Analyzing performance requires a deep understanding of the current behavior of elements of your design, but also needs to be informed by what is changing and likely to continue to change in the future and whether that will make your design better or worse over time. Having a framework in which to observe these changes can be helpful in developing a deeper understanding rather than seeing this changing technology as “one damn thing after another”. The framework that follows is one that I have built up over time to help understand the changes I have experienced over the last four decades.

Here are the base elements we are working with. Not all systems have all these elements.

  • Input. Some form of input — mouse, keyboard, touch, sensors.
  • Output. Some form of output — screen, printer, sound.
  • Stable storage. A way to store data persistently and the mechanisms to load it into memory for processing.
  • Memory. Active memory available to a CPU.
  • CPU. A processor for performing computations using memory.
  • Communication. Communicate between components in a system.

We are typically concerned with the latency and bandwidth available between components, the capacity of a component, as well as the power use and cost of a component. We may also be very interested in the size and weight as well.

OK, this seems like Computers 101 (or perhaps read Understanding Computers by my dad on its 50th anniversary)! How can we use these elements to get a deeper understanding?

As trivial as this seems, it can be useful to recognize that this is all there is. That is, everything ultimate resolves down to these simple elements. I would often see “magical thinking”, especially when using some component that another team was providing, about what the performance characteristics of that component should be. It was useful to have an end-to-end perspective and recognize that there is no magic on the other end of a wire — just more IO, memory and computation driven by the load you are placing on the system.

It is helpful to understand two additional powerful influences on design. Designers are strongly motivated to isolate components of a system — this makes it easier to manage complexity and allow for independent evolution and improvement. So improvements in performance will often be used to “buy” isolation. If you look at some hot new trend like serverless computing (e.g. AWS Lambda service) it is likely this is not just some fad but it is more likely that some underlying change in the relative performance of components (and requirements) has opened up a new possible design point. Serverless computing is an example of one point on a classic choice spectrum of “bringing the data to the computation” versus “bringing the computation to the data”. The design strategies that catch on are the ones that become feasible and then see performance trends make them a better and better trade-off over time.

Alternatively, it is often the case that sharing some resource across multiple consumers can result in more efficient resource management. One example might be a font service that keeps fonts loaded into memory so they can be shared across multiple processes. Or a distributed in-memory cache like redis that keeps data in memory across multiple server requests in order to reduce latency for each request.

When some new design approach or component shows up it is usually the case that someone did not come up with some breakthrough new design strategy — it is that a common design strategy has now become feasible or useful in a specific domain because of some underlying performance change. It is often helpful (although not always necessary) to understand what underlying change made some strategy useful or feasible now. If you do understand the underlying change, you can typically evaluate more quickly whether it is relevant to your own application.
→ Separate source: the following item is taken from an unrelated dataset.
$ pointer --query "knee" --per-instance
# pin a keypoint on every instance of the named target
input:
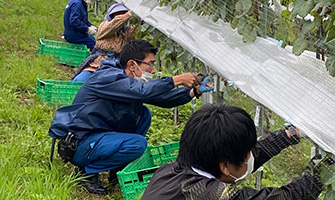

The focus on Moore’s Law and a singular rate for exponential improvement is misleading in multiple ways. Even when the improvements are driven by the same underlying technical trend (e.g. chip fabrication for memory and CPU), exponentials diverge between components as well as between the different performance characteristics of those components (e.g. capacity, latency and bandwidth). Diverging exponentials end up being surprising over time — we just did not evolve to have a good intuitive grasp of exponential change. In other cases you have different underlying technological basis for improvements (e.g. the technologies for stable storage) and that drives different exponentials. So the relationship between the components of the system are constantly changing and diverging which means that performance improvements in the individual components will often enable or require deeper overall changes in design.

This recent paper on the effect of improving latency of stable storage and improving internal data center latencies and the importance of developing new strategies for dealing with microsecond-level delays is just one recent example where improvements in one area demand new strategies in response.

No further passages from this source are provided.